Que bicicleta escolher para o Commuting?

Favorecido pelo desenvolvimento de extensas redes de ciclovias, pela explosão da bicicleta elétrica ou ainda pelas crescentes aspirações ecológicas de uma grande parte da população, o commuting, ou seja, a utilização da bicicleta na cidade no dia a dia como meio de transporte, desenvolveu-se fortemente nos últimos anos.
Naturalmente, os fabricantes de bicicletas aproveitaram esta tendência para propor modelos mais ou menos dedicados a esta prática.
Mas que bicicleta escolher para efetuar as suas deslocações casa-trabalho? A Probikeshop dá-lhe as chaves para o ajudar a fazer a sua escolha!

O Commuting, o que é?

Por detrás do nome commuting esconde-se uma prática partilhada por cada vez mais citadinos, já que se trata de efetuar as deslocações casa-trabalho ou casa-escola de bicicleta de forma muito regular, ou mesmo diária.

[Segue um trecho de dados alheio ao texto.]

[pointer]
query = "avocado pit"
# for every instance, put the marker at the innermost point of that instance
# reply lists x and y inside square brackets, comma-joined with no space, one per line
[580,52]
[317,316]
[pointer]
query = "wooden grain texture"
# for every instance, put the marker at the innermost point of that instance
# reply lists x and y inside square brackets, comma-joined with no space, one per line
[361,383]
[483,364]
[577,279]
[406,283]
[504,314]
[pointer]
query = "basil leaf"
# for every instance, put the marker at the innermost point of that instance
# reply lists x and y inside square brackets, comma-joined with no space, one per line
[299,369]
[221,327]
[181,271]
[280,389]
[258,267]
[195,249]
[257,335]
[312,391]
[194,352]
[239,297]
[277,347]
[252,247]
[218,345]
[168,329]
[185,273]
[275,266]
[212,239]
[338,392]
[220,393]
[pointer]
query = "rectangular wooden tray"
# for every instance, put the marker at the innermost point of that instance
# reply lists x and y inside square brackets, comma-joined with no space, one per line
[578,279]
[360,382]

Uma prática favorecida pelos Poderes Públicos através do desenvolvimento de infraestruturas (ciclovias, zonas 30 km/h, sentidos proibidos autorizados para bicicletas, parques de estacionamento para bicicletas), mas também de incentivos financeiros (prémios para a compra de uma bicicleta elétrica, subsídios quilométricos para bicicleta, subsídio de mobilidade sustentável).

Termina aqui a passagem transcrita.